What is Probate Estate Administration?
Probate is the legal process concerning a decedent’s estate. We can assist you with these matters while understanding the emotional dynamics.
After the death of a loved one, one of the most difficult issues survivors face is dealing with the loved one’s estate. In Texas, there are a variety of procedures for handling the estate of person who has passed away. For example, an estate consisting of only non-probate assets does not need to be probated and an estate with few assets can be handled without a full probate administration.

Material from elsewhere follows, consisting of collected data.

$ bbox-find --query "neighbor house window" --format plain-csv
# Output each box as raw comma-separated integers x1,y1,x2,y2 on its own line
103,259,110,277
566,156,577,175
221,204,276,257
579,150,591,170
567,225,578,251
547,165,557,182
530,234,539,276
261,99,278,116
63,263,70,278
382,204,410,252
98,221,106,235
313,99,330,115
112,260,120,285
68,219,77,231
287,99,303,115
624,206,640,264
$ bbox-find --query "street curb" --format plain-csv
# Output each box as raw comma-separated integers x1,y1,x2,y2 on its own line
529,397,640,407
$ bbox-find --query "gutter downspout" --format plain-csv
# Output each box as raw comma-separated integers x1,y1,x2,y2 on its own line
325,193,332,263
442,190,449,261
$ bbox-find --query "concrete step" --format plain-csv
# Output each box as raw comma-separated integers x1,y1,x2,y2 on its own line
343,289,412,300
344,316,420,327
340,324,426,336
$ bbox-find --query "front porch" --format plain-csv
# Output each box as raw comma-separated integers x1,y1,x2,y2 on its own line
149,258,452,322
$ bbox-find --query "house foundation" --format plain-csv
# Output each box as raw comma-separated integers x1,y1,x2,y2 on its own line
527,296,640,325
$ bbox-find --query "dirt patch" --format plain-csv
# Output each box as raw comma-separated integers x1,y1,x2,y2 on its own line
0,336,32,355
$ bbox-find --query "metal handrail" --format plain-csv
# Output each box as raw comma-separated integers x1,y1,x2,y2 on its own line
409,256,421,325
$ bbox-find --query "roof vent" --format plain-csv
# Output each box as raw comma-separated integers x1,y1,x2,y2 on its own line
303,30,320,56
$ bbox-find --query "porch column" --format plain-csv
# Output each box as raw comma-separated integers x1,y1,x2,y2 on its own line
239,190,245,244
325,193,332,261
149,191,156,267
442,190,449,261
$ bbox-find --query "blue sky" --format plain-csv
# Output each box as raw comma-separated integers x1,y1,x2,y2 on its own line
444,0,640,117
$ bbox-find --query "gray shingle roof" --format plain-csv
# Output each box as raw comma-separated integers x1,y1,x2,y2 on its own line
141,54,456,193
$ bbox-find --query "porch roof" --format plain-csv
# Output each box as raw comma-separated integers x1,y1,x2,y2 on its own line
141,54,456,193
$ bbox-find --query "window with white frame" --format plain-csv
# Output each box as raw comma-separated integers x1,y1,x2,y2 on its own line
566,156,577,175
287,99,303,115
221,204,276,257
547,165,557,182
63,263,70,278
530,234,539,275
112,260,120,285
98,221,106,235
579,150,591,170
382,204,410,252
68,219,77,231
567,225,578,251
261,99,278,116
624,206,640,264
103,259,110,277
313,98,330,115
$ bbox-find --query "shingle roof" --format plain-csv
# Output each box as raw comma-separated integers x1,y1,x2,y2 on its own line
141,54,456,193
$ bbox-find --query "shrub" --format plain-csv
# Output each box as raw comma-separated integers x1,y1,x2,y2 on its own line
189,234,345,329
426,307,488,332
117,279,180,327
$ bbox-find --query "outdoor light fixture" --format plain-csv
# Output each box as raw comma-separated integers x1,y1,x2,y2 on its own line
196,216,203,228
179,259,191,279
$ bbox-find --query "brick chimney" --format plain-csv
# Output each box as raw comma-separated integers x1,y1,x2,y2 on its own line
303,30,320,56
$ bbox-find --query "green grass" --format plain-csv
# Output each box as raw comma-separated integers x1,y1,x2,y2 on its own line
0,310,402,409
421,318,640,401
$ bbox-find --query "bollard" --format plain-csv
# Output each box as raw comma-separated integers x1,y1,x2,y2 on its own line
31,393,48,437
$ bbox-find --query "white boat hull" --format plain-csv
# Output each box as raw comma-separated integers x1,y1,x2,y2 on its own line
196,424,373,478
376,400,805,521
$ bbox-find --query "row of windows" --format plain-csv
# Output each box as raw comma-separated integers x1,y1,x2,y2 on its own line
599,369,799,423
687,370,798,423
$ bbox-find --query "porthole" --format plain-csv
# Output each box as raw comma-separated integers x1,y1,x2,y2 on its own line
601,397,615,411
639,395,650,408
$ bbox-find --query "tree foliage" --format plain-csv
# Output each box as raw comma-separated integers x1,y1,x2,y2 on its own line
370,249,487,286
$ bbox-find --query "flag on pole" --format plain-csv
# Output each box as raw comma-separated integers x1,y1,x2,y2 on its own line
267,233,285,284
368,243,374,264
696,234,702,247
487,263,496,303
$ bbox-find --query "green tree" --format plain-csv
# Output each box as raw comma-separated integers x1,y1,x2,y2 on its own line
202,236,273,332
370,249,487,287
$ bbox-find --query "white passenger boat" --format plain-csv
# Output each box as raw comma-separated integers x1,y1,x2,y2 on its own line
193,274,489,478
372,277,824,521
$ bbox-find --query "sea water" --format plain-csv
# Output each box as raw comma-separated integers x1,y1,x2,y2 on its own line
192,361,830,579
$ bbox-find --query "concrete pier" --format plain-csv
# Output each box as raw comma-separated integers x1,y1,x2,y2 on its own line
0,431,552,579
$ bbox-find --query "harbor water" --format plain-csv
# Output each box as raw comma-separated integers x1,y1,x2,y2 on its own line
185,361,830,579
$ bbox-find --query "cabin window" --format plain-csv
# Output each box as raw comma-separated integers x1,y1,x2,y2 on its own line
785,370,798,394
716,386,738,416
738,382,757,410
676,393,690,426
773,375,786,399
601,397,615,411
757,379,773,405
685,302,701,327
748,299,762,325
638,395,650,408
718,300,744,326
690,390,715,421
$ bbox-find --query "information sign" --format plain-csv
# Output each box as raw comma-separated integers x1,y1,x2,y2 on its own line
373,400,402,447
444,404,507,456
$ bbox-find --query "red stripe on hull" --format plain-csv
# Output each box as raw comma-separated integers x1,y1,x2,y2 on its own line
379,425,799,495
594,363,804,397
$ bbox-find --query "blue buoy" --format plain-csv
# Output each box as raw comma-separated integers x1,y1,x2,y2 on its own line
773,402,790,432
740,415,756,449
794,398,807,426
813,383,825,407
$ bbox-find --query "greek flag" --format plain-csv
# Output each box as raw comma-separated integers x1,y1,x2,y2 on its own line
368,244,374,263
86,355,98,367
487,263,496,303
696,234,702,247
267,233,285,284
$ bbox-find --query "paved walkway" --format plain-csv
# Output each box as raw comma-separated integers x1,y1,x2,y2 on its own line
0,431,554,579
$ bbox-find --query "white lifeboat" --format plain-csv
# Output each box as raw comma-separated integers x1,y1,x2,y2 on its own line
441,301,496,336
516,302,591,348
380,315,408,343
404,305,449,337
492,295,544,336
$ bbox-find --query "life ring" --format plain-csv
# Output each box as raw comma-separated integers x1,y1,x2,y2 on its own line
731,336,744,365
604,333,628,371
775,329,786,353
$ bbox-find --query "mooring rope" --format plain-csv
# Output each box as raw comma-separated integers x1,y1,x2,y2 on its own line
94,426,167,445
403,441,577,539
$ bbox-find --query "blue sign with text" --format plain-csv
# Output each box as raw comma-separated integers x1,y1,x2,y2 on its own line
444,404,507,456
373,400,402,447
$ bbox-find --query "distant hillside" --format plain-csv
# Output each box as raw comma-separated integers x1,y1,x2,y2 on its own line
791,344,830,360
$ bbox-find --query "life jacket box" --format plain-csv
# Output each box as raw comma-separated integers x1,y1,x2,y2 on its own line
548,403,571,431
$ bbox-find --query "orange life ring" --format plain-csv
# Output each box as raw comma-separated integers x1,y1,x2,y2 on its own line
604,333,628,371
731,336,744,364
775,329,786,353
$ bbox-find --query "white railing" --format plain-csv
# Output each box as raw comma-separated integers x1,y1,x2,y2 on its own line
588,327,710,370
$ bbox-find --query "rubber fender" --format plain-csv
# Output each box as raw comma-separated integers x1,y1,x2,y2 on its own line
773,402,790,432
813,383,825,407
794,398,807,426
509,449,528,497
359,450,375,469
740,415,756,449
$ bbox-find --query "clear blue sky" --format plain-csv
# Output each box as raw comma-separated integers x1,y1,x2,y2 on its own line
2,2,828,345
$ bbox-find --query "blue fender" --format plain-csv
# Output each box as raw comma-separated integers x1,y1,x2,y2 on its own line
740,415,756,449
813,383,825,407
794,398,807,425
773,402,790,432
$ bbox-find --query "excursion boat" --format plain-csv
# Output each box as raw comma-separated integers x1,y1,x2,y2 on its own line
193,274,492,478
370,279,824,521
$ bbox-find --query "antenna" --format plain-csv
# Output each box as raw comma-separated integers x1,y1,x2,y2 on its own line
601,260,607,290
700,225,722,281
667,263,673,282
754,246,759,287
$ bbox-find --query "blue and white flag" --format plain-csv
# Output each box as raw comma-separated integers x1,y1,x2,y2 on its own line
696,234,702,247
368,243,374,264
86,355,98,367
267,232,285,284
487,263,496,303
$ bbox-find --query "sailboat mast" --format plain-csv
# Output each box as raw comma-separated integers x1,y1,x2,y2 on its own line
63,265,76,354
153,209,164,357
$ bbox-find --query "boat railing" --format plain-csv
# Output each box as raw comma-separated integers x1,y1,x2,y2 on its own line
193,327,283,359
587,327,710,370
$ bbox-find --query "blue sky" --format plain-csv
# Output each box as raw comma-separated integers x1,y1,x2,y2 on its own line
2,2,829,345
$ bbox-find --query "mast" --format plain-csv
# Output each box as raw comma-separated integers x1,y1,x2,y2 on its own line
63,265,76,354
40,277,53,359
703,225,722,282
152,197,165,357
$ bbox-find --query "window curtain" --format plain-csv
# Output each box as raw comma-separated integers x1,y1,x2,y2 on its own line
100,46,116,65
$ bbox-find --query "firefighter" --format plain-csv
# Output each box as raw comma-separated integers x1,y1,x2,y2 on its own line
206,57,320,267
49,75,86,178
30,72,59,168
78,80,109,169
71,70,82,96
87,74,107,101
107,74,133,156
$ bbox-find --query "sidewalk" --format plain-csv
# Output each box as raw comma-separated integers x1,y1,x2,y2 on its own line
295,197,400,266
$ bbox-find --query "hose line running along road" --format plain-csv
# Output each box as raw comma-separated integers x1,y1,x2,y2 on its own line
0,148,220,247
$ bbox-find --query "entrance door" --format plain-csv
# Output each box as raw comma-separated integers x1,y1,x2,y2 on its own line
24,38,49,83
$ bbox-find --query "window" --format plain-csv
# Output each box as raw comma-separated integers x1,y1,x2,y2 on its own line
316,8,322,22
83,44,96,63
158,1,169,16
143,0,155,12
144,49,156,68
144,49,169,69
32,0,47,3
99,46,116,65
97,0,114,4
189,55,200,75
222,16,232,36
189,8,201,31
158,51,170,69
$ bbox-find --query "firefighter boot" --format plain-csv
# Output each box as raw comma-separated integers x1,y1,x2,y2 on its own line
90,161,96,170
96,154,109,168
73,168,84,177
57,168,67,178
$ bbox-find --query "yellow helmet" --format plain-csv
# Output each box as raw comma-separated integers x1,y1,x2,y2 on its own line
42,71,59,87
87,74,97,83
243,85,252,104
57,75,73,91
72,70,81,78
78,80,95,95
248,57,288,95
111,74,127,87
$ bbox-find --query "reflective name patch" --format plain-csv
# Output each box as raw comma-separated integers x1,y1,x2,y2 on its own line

What is the the Probate Process
The probate process usually begins with a will. Without a will, probate can drag on and leave your loved ones waiting for their inheritance.
Probate usually includes:
- Proving that the will is valid
- Identifying and cataloging the property
- Appraising the property
- Paying debts and taxes on the estate
- Distributing the property to the beneficiaries according to the will
- Naming an executor and his/her duties.
The probate process usually begins with the executor filing the papers with the probate court. When the will is proven valid, a list of the property and the various debts is given to the court. An official notification of death is sent to family and any beneficiaries. It can takes months, maybe even years for probate to move forward; it’s important to prepare thoroughly for probate to move forward properly.
The Executor’s Duties
The executor has an important role in probate. He/she is trusted with protecting and managing your property after your demise. An executor is a trusted individual who handles the settlement of your estate in the manner that you have laid out. Most of the executor’s duties are described by the will, but they will vary according to your wishes and to the rules of the court.
Some of the executor’s duties are:
- Deciding when and if probate is necessary
- Creating and inventory of assets and debts
- Managing the details of partnerships and other existing agreements
- Providing tax information of the estate to the government or to a qualified tax attorney
- Understanding and disposing of debts against the estate
- Dealing with insurance companies, including sending a death certificate to facilitate payments to the beneficiaries.
- Making any arrangements necessary for minor children
- Appearing in court as a representative in court proceedings whenever necessary
- Filing the will with probate court.
Additionally, the executor has a fiduciary duty the estate. He must communicate properly with the beneficiaries and may not mismanage the assets of the estate. In other words, the executor cannot buy, sell or make a profit off your assets. This is known as self-dealing.
What happens if you don’t have a will?
If you don’t have a will when you die, you are considered to have died intestate. In this case, the state takes responsibility for dividing up your property among your descendants. Every state has different laws, but for the most part, the property will go to family members. It all depends on whether you are married, have children and what kind of assets you leave behind. The courts follow the rule of intestate succession to decide who gets your property. This is set up according to the relationship they have with the deceased and it also varies state to state.
There are numerous ways to probate an intestate estate, but it will definitely take more time and probably more money than if you had a will and a detailed estate plan. If there is no executor, then the court will appoint one. The various potential heirs need to be notified by a notice of application. The court will use its own judgement to decide who inherits the estate, but it will take time to sort out the debts, assets and other details of the estate.